Y la explicación no puede ser ya la dictadura. Los déficits en transporte ferroviario y de transporte público en general son fruto de la dejadez o de una priorización inadecuada; los disparates urbanísticos lo son de decisiones de los representantes políticos que podemos dejar de votar. Incluso la incapacidad de modernizar el sistema judicial es achacable al tactismo partidista. De todo ello deberíamos llamar normalidad democrática, y deberíamos implicarnos más en las posibles soluciones o en impedir los escenarios de futuro indeseados. Pero el malestar ciudadano contra la política y su juego sucio ha llevado a los socialistas a hablar de “barro” ya una desconcertante retirada de cinco días del presidente del ejecutivo central.

Les confieso que consideré el gesto estrambótico. Pero, a pesar de desaprobarlo, he pensado reiteradamente en todos los momentos en que he sentido la punzada que busca infligir dolor, sólo dolor, y no confrontar proyectos políticos, ni siquiera arañar un puñado de votos. Acciones que buscan romper a la persona, no hacerle entender otros posicionamientos. Desapruebo el gesto de Sánchez porque el detonante era la admisión de una querella contra Begoña Gómez que en mi opinión no tendrá recorrido y acabará archivando. Ahora bien, que lo desapruebe no quiere decir que no me haya removido el pensamiento para intentar averiguar cuál era el primer recuerdo, posterior al mes de junio de 1977, de una acción contra mí o de otros compañeros en iguales condiciones que intentara herirnos sin más, sin obtener siquiera el más mínimo rédito político. Y en el recorrido por la memoria he encontrado un número excesivo. Empezamos muy temprano y las flechas eran de todos los colores políticos. Un entendido recuerdo a mis padres, que no tenían ninguna responsabilidad en mis decisiones de carácter político. Un indescriptible sentimiento de culpa por no haber protegido aún más a mis hijas y logrado impedir que su imagen fuera usada pérfidamente; unas intromisiones en asuntos personales que me han convertido en fabricante de corazas.

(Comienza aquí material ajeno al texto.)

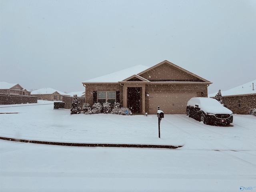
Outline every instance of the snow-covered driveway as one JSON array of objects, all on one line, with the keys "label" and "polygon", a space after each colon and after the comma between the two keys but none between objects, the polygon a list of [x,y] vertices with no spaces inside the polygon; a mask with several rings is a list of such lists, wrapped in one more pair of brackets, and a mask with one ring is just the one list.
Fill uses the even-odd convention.
[{"label": "snow-covered driveway", "polygon": [[256,191],[255,116],[235,114],[232,126],[216,127],[165,115],[159,138],[156,115],[71,116],[52,104],[21,105],[0,107],[0,113],[19,113],[0,114],[0,136],[184,146],[84,148],[1,140],[0,191]]}]

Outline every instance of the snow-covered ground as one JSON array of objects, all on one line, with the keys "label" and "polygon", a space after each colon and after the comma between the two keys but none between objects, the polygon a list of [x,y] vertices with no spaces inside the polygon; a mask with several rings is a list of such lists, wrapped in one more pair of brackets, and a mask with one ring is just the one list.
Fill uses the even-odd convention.
[{"label": "snow-covered ground", "polygon": [[70,115],[52,102],[0,106],[0,136],[183,145],[79,147],[0,140],[0,191],[256,191],[256,117],[228,127],[165,114]]}]

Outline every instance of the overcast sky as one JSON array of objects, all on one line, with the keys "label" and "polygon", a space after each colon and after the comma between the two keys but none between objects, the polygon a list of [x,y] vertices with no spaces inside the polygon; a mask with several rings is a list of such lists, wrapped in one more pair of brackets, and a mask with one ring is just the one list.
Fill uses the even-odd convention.
[{"label": "overcast sky", "polygon": [[212,82],[256,79],[255,0],[0,0],[0,81],[83,91],[82,82],[168,60]]}]

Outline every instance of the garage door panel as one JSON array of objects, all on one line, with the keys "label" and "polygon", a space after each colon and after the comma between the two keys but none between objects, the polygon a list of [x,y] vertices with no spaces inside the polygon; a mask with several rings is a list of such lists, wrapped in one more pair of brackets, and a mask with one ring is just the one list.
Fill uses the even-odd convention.
[{"label": "garage door panel", "polygon": [[187,103],[196,93],[149,93],[149,114],[156,112],[157,107],[166,114],[185,114]]}]

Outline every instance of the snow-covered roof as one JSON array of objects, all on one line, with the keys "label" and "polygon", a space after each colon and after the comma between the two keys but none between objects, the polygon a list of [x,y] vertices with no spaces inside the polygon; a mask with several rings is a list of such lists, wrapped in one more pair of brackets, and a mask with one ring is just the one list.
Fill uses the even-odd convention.
[{"label": "snow-covered roof", "polygon": [[60,95],[68,95],[67,93],[58,91],[52,88],[42,88],[42,89],[35,90],[34,91],[31,92],[31,94],[53,94],[56,92],[58,92]]},{"label": "snow-covered roof", "polygon": [[[252,87],[252,83],[254,87]],[[253,90],[254,89],[254,90]],[[231,96],[234,95],[256,94],[256,80],[245,84],[238,86],[226,91],[221,90],[222,96]],[[208,97],[215,97],[218,92],[208,95]]]},{"label": "snow-covered roof", "polygon": [[0,82],[0,89],[10,89],[18,84],[18,83],[9,83],[7,82]]},{"label": "snow-covered roof", "polygon": [[137,65],[110,74],[84,81],[84,82],[117,82],[148,68],[148,66]]},{"label": "snow-covered roof", "polygon": [[71,92],[67,94],[68,95],[73,96],[74,95],[77,95],[78,97],[82,97],[84,96],[85,92],[84,91],[76,91],[75,92]]}]

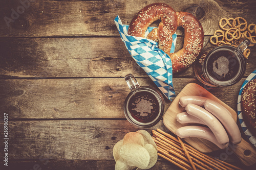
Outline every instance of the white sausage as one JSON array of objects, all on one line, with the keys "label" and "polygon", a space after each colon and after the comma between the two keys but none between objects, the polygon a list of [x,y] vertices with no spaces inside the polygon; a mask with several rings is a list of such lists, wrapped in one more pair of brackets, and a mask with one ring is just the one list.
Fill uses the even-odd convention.
[{"label": "white sausage", "polygon": [[189,115],[186,112],[177,114],[176,115],[176,119],[181,124],[191,123],[205,125],[203,121],[195,116]]},{"label": "white sausage", "polygon": [[204,103],[204,107],[223,125],[232,143],[241,142],[242,137],[239,128],[229,111],[220,104],[209,99]]},{"label": "white sausage", "polygon": [[179,103],[183,107],[186,107],[189,103],[192,103],[203,107],[204,102],[208,98],[197,95],[183,96],[180,98]]},{"label": "white sausage", "polygon": [[199,126],[186,126],[177,129],[176,134],[180,138],[199,137],[209,140],[221,149],[227,148],[228,143],[220,144],[210,129]]},{"label": "white sausage", "polygon": [[228,142],[228,136],[219,120],[208,111],[193,104],[189,103],[186,107],[187,113],[200,119],[210,128],[221,144]]}]

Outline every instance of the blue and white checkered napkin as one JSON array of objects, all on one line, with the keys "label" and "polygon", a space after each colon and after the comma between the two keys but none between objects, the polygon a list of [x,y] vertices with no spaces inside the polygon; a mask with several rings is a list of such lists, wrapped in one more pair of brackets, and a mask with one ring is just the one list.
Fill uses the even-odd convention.
[{"label": "blue and white checkered napkin", "polygon": [[239,91],[239,94],[238,95],[238,118],[239,119],[239,122],[240,123],[242,129],[244,132],[244,133],[246,135],[247,137],[250,140],[250,141],[252,143],[255,147],[256,147],[256,136],[254,136],[251,132],[250,130],[248,128],[247,126],[245,124],[245,122],[244,120],[244,118],[243,117],[243,113],[242,112],[242,92],[244,90],[244,87],[247,84],[247,83],[251,80],[256,79],[256,70],[254,70],[250,75],[246,78],[246,79],[243,83],[242,87]]},{"label": "blue and white checkered napkin", "polygon": [[[137,63],[146,71],[169,100],[176,97],[173,85],[172,61],[169,56],[158,48],[157,42],[145,38],[128,35],[129,26],[123,25],[118,16],[115,18],[115,22],[122,41]],[[153,28],[148,28],[145,37]],[[170,53],[174,52],[176,38],[177,34],[174,34]]]}]

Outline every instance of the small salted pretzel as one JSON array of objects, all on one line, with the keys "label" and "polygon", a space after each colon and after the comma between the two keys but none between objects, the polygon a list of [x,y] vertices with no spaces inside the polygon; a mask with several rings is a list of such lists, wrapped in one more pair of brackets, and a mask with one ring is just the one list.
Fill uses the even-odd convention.
[{"label": "small salted pretzel", "polygon": [[221,45],[231,45],[231,43],[229,42],[225,42],[224,41],[219,41],[216,44],[217,46]]},{"label": "small salted pretzel", "polygon": [[230,28],[225,33],[225,39],[227,41],[231,41],[241,38],[241,32],[237,28]]},{"label": "small salted pretzel", "polygon": [[247,30],[248,31],[249,31],[250,33],[252,34],[252,33],[254,31],[254,26],[255,24],[254,23],[251,23],[249,26],[248,26]]},{"label": "small salted pretzel", "polygon": [[[240,20],[243,22],[241,22]],[[238,29],[241,32],[244,31],[247,28],[247,22],[245,19],[241,17],[238,17],[234,18],[232,25],[234,28]],[[242,28],[243,27],[244,27],[243,28]]]},{"label": "small salted pretzel", "polygon": [[244,37],[249,39],[251,43],[254,44],[256,43],[256,36],[251,35],[251,34],[247,31],[245,31],[243,34]]},{"label": "small salted pretzel", "polygon": [[[220,21],[219,22],[219,25],[222,30],[227,31],[230,28],[233,27],[232,24],[233,20],[234,18],[230,18],[228,19],[227,19],[226,18],[222,18],[220,20]],[[223,21],[224,21],[224,22],[223,22]],[[224,22],[223,25],[222,25],[223,22]],[[226,28],[227,27],[226,27],[227,26],[228,26],[227,28]]]},{"label": "small salted pretzel", "polygon": [[[244,32],[243,33],[243,34],[242,34],[242,35],[241,35],[241,38],[247,38],[247,39],[248,39],[250,40],[250,39],[247,37],[247,35],[245,35],[245,35],[246,35],[246,34],[250,34],[250,33],[249,33],[249,32],[248,32],[248,33],[247,33],[247,31],[246,31]],[[250,44],[250,45],[249,45],[248,46],[254,46],[254,44],[253,44],[253,43],[251,43]],[[237,47],[237,46],[236,46],[236,47]]]},{"label": "small salted pretzel", "polygon": [[244,55],[244,57],[245,57],[246,59],[248,59],[248,57],[250,55],[250,53],[251,53],[251,51],[249,48],[245,49],[245,51],[244,51],[244,52],[243,53],[243,54]]},{"label": "small salted pretzel", "polygon": [[221,30],[216,30],[213,36],[210,37],[210,41],[214,44],[216,45],[218,41],[224,40],[224,32]]},{"label": "small salted pretzel", "polygon": [[[152,31],[146,38],[158,42],[159,48],[169,56],[173,73],[181,71],[192,64],[203,48],[203,27],[199,20],[191,14],[176,12],[165,4],[154,3],[144,7],[134,16],[129,26],[128,34],[145,38],[148,26],[159,19],[161,21],[158,27]],[[184,30],[183,48],[177,52],[170,53],[172,35],[178,27]]]}]

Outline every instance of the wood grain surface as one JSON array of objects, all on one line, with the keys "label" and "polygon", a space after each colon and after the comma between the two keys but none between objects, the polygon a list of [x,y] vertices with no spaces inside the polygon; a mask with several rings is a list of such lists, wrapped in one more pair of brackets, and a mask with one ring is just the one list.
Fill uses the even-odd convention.
[{"label": "wood grain surface", "polygon": [[[0,118],[8,114],[10,169],[114,169],[114,145],[138,130],[124,115],[130,90],[123,77],[132,73],[140,85],[156,86],[131,57],[114,19],[118,15],[129,25],[141,9],[156,2],[197,17],[206,46],[211,45],[209,39],[222,17],[242,16],[256,23],[254,0],[1,1]],[[176,51],[182,47],[184,30],[177,33]],[[190,66],[174,75],[176,94],[186,84],[198,83],[236,110],[240,87],[256,69],[256,51],[250,49],[246,73],[238,83],[207,88],[196,79]],[[165,102],[166,111],[172,102]],[[147,130],[157,128],[171,133],[162,120]],[[2,151],[2,133],[0,138]],[[245,166],[227,152],[209,155],[254,169],[255,165]],[[1,157],[3,154],[0,152]],[[180,168],[158,158],[150,169]]]},{"label": "wood grain surface", "polygon": [[[209,37],[205,36],[207,46]],[[178,37],[176,51],[183,43],[183,36]],[[0,78],[123,77],[128,73],[147,76],[120,37],[3,38],[0,51]],[[255,56],[253,48],[245,76],[256,68]],[[174,75],[175,78],[193,76],[192,66]]]},{"label": "wood grain surface", "polygon": [[[253,0],[244,2],[213,0],[182,1],[34,1],[28,7],[18,0],[4,0],[0,7],[0,36],[12,37],[118,36],[114,19],[119,15],[123,24],[130,24],[134,15],[147,5],[161,2],[176,11],[190,12],[200,19],[205,35],[218,29],[223,17],[242,15],[255,22],[251,11]],[[185,2],[185,3],[184,3]],[[13,9],[17,14],[12,14]],[[23,10],[24,9],[24,10]],[[19,14],[19,11],[21,14]],[[19,17],[18,17],[19,16]],[[9,21],[9,20],[8,20]],[[9,23],[9,27],[8,24]],[[216,24],[214,24],[216,23]],[[182,34],[178,32],[178,34]]]},{"label": "wood grain surface", "polygon": [[[157,88],[149,78],[137,79],[141,86]],[[236,110],[244,80],[232,88],[209,90]],[[177,94],[191,82],[199,83],[195,79],[174,79]],[[5,89],[0,91],[1,110],[15,118],[125,118],[123,103],[130,92],[123,78],[6,80],[0,80],[0,87]],[[171,102],[165,99],[166,111]]]}]

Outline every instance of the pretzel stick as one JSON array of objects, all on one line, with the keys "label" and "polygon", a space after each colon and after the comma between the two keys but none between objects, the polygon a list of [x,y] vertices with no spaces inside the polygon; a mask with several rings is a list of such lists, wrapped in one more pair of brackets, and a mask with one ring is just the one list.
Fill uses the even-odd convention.
[{"label": "pretzel stick", "polygon": [[[161,143],[161,142],[160,142],[159,141],[158,141],[157,140],[156,140],[156,141],[157,141],[157,143],[156,143],[156,144],[157,144],[157,146],[158,147],[158,147],[161,148],[163,150],[165,150],[165,151],[169,152],[172,154],[174,155],[176,157],[178,157],[178,158],[179,158],[180,159],[182,159],[182,160],[183,160],[185,161],[186,162],[189,163],[188,160],[184,156],[185,156],[184,154],[182,154],[182,155],[178,153],[177,152],[175,151],[174,150],[173,150],[172,149],[169,149],[168,148],[168,147],[167,147],[167,146],[166,146],[166,145],[165,145],[164,144]],[[159,143],[161,143],[161,144],[159,144],[158,142]],[[207,166],[207,165],[203,164],[202,162],[199,161],[197,159],[196,159],[196,158],[195,158],[194,157],[191,157],[191,158],[195,162],[197,162],[197,163],[195,162],[194,164],[195,164],[195,166],[197,166],[197,167],[198,167],[198,168],[199,169],[202,169],[202,170],[209,170],[209,169],[212,169],[213,170],[213,169],[211,168],[208,166]],[[206,168],[203,167],[202,166],[203,166],[205,167]]]},{"label": "pretzel stick", "polygon": [[[176,139],[175,137],[174,137],[174,136],[172,136],[171,135],[170,135],[169,134],[167,133],[166,133],[166,132],[162,131],[161,130],[160,130],[159,129],[157,129],[157,131],[158,132],[159,132],[161,133],[162,134],[163,134],[163,135],[165,135],[167,137],[168,137],[169,139],[171,139],[172,140],[173,143],[175,142],[175,144],[179,144],[178,142],[178,140],[177,139]],[[158,133],[156,133],[156,134],[157,134]],[[161,136],[163,136],[163,137],[164,136],[162,135],[162,134],[160,134],[160,135],[161,135]],[[236,166],[234,165],[232,165],[231,164],[229,164],[229,163],[228,163],[227,162],[219,160],[218,159],[216,159],[216,158],[214,158],[212,157],[211,157],[210,156],[208,156],[208,155],[205,155],[205,154],[204,154],[203,153],[202,153],[199,152],[196,149],[194,148],[193,147],[192,147],[190,145],[188,145],[188,144],[187,144],[186,143],[184,143],[184,145],[186,147],[189,148],[189,149],[187,148],[187,149],[188,149],[189,150],[189,151],[190,151],[190,152],[193,152],[193,153],[194,153],[195,154],[196,154],[196,155],[197,155],[199,157],[201,157],[202,159],[205,159],[205,161],[206,161],[206,162],[207,162],[207,163],[208,162],[211,162],[212,163],[213,163],[214,164],[216,164],[218,167],[220,167],[220,168],[221,168],[223,169],[225,169],[225,168],[226,168],[227,169],[231,170],[231,169],[232,169],[231,168],[229,167],[231,167],[232,168],[233,168],[234,169],[239,169],[239,170],[243,170],[242,169],[241,169],[241,168],[239,168],[238,167],[237,167],[237,166]],[[227,166],[229,166],[229,167]]]},{"label": "pretzel stick", "polygon": [[[168,133],[167,133],[162,131],[161,130],[160,130],[159,129],[157,129],[157,131],[162,133],[163,134],[165,135],[167,137],[169,137],[169,138],[171,138],[172,139],[173,139],[174,140],[175,140],[176,141],[177,141],[177,140],[178,140],[175,137],[172,136],[171,135],[170,135]],[[216,164],[217,166],[218,166],[218,167],[220,167],[220,168],[221,168],[223,169],[225,169],[225,168],[226,168],[227,169],[229,169],[229,170],[232,169],[230,167],[226,166],[226,165],[220,163],[220,162],[218,161],[219,160],[215,160],[215,159],[214,158],[210,157],[210,156],[208,156],[208,155],[205,155],[202,153],[199,152],[196,149],[194,148],[193,147],[191,147],[189,145],[188,145],[186,143],[184,143],[184,145],[185,147],[189,148],[190,149],[188,149],[189,150],[189,151],[193,152],[194,154],[196,154],[198,156],[202,157],[204,159],[205,159],[206,161],[207,161],[207,162],[210,162],[212,163],[213,164]],[[233,168],[235,168],[239,169],[239,170],[243,170],[243,169],[242,169],[238,167],[236,167],[233,165],[231,165],[231,164],[229,164],[228,163],[226,163],[226,162],[224,162],[224,161],[222,161],[222,162],[222,162],[223,163],[224,163],[224,162],[225,162],[225,163],[226,164],[227,164],[227,165],[229,165],[229,166],[231,166]],[[230,165],[231,165],[231,166],[230,166]],[[222,167],[221,166],[222,166],[223,167]]]},{"label": "pretzel stick", "polygon": [[[174,146],[173,146],[172,144],[166,142],[166,141],[160,139],[158,137],[157,137],[157,139],[156,139],[157,140],[159,141],[160,142],[162,143],[164,143],[164,144],[167,145],[168,147],[169,147],[169,148],[170,149],[173,149],[173,150],[175,151],[176,152],[179,153],[179,154],[181,154],[183,155],[184,155],[184,156],[186,156],[186,155],[185,154],[185,153],[184,153],[181,150],[182,148],[179,147],[179,149],[178,148],[177,148]],[[167,148],[167,147],[166,147]],[[193,154],[193,153],[190,153],[190,154]],[[193,154],[193,155],[194,155],[195,157],[196,157],[197,156],[195,155],[195,154]],[[198,158],[201,158],[199,157],[198,157]],[[193,158],[194,159],[194,158]],[[195,159],[194,159],[195,160]],[[204,160],[202,160],[203,161],[204,161]],[[201,160],[202,161],[202,160]],[[207,168],[207,169],[210,169],[210,170],[213,170],[212,168],[210,168],[209,166],[207,165],[206,164],[204,164],[203,162],[202,162],[201,161],[200,161],[198,160],[196,160],[197,162],[198,162],[198,163],[200,164],[201,165],[204,166],[205,167]],[[212,165],[210,163],[209,163],[209,162],[207,162],[207,161],[204,161],[205,163],[206,163],[206,164],[209,164],[210,166],[214,166],[216,168],[216,169],[218,169],[218,167],[217,167],[216,166],[214,166],[214,165]]]},{"label": "pretzel stick", "polygon": [[[158,137],[157,137],[157,139],[158,140],[158,138],[161,138],[161,139],[162,139],[163,140],[164,140],[164,142],[167,142],[168,143],[169,143],[171,146],[173,147],[173,146],[175,147],[175,148],[176,147],[177,149],[179,149],[181,150],[183,150],[183,149],[180,145],[179,145],[178,144],[175,143],[176,143],[175,142],[174,142],[174,141],[172,141],[172,140],[169,140],[169,139],[167,138],[165,136],[163,135],[162,134],[160,134],[159,133],[158,133],[158,132],[156,132],[155,131],[154,131],[154,130],[152,131],[152,132],[155,135],[156,135],[157,136],[158,136]],[[177,140],[178,140],[178,139],[177,139]],[[171,148],[172,149],[173,149],[173,148],[172,148],[170,147],[170,148]],[[192,153],[192,152],[191,152],[192,151],[191,151],[191,149],[188,149],[188,150],[189,150],[189,153],[190,154],[193,154],[193,153]],[[198,152],[199,151],[197,151],[197,152]],[[194,151],[194,152],[195,152]],[[199,159],[200,159],[201,161],[203,161],[205,163],[206,163],[206,164],[209,165],[211,166],[214,167],[216,169],[218,169],[218,170],[221,170],[221,169],[222,169],[223,170],[227,170],[227,169],[226,169],[226,168],[222,167],[221,166],[220,166],[220,165],[217,164],[216,163],[215,163],[215,162],[214,162],[213,161],[211,161],[210,160],[209,160],[208,159],[207,159],[207,160],[205,160],[205,158],[202,157],[202,156],[200,157],[200,155],[198,153],[197,153],[197,154],[197,154],[198,155],[196,155],[195,154],[193,154],[193,155],[194,155],[194,156],[197,156],[197,158]],[[216,165],[217,165],[218,166],[219,166],[220,168],[219,168],[218,167],[217,167]],[[228,169],[229,170],[231,170],[232,169],[231,169],[230,168],[228,168]]]},{"label": "pretzel stick", "polygon": [[163,150],[163,149],[162,149],[161,148],[159,148],[158,151],[162,154],[168,157],[170,159],[172,159],[174,161],[179,163],[180,164],[185,167],[186,168],[188,168],[188,169],[191,169],[191,166],[188,164],[186,163],[184,161],[182,161],[182,160],[179,159],[179,158],[178,158],[176,156],[169,154],[168,152],[165,151],[164,150]]},{"label": "pretzel stick", "polygon": [[172,160],[172,159],[169,159],[169,158],[165,156],[164,155],[162,155],[162,154],[160,154],[159,153],[158,153],[157,155],[158,155],[158,156],[161,156],[162,158],[164,158],[166,160],[169,161],[169,162],[173,163],[175,165],[176,165],[177,166],[179,166],[179,167],[180,167],[182,169],[184,169],[184,170],[189,170],[188,168],[187,168],[183,166],[182,165],[181,165],[180,164],[179,164],[179,163],[177,163],[176,162]]},{"label": "pretzel stick", "polygon": [[181,144],[181,147],[182,147],[182,148],[183,149],[183,151],[184,151],[184,152],[185,152],[185,154],[186,154],[186,155],[187,157],[187,159],[188,159],[188,160],[189,161],[189,163],[190,163],[191,166],[192,166],[192,167],[193,168],[193,170],[197,170],[196,169],[196,167],[195,166],[195,165],[194,164],[193,161],[191,159],[190,156],[189,155],[189,154],[187,152],[187,149],[185,147],[185,145],[184,145],[184,143],[182,142],[182,140],[181,140],[181,139],[179,136],[178,136],[178,139],[179,139],[180,143],[180,144]]}]

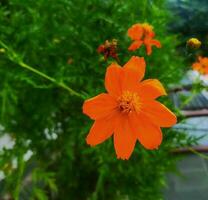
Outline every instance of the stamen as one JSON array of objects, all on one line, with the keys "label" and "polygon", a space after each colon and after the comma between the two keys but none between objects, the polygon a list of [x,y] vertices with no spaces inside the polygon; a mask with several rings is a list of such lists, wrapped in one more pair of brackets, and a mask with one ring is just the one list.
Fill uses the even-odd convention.
[{"label": "stamen", "polygon": [[140,97],[135,92],[124,91],[118,98],[118,107],[122,113],[139,112],[141,108]]}]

Aunque se acabe demostrando que no había nada, el uso prostituido de la jurisdicción penal, a menudo después de un resultado electoral no digerido, y la voluntad de difamación dan lugar a noches desveladas, un estómago revuelto y sufrimiento esparcido durante años.

Mi decisión, contrariamente a la del presidente Sánchez, fue siempre minimizar la situación, simular que no dolía, tener pintura preparada para tapar los insultos antes de que los viera mi familia. Pensaba que así los autores de las bribones no gozarían de su triunfo y no insistirían en esos caminos que no deberían transitarse bajo ninguna excusa, porque los cargos públicos somos sustituibles por la vía de las urnas. Quien desee hacer política basada en el dolor y la destrucción personal debe ser repudiado por todas las fuerzas políticas. Pero los devastadores de principios nunca acaban, siempre vuelven con caras renovadas. Me gustaba pasearme por todas las redes sociales, hacer un instrumento de conversación con personas con las que quizás no coincidir nunca en el mismo local. También en estas redes he aprendido a no conversar. La retahíla de descalificaciones personales podría predecirlo en su literalidad antes de que se publique una opinión mía. Una opinión de la que se puede discrepar, pero no pasará ni un minuto antes de que alguien me insulte y descalifique.

Este junio cumplirá cuarenta y siete años de las primeras elecciones en las que cada uno puso la papeleta que quiso, pero la democracia es mucho más que un sistema de Parlamentos escogidos por sufragio universal. La democracia es sobre todo una actitud. Si no abjuramos de determinadas formas de hacer política no podemos pedir que se impliquen en política aquellos grandes expertos en determinadas disciplinas que tan bien harían. Un difunto malestar recorre hoy la política y un ambiente enrarecido no nos permite mantener un debate sereno. Liberémonos de resentimientos, llenámonos de buenos argumentos. Nadie está ajeno. Yo tampoco.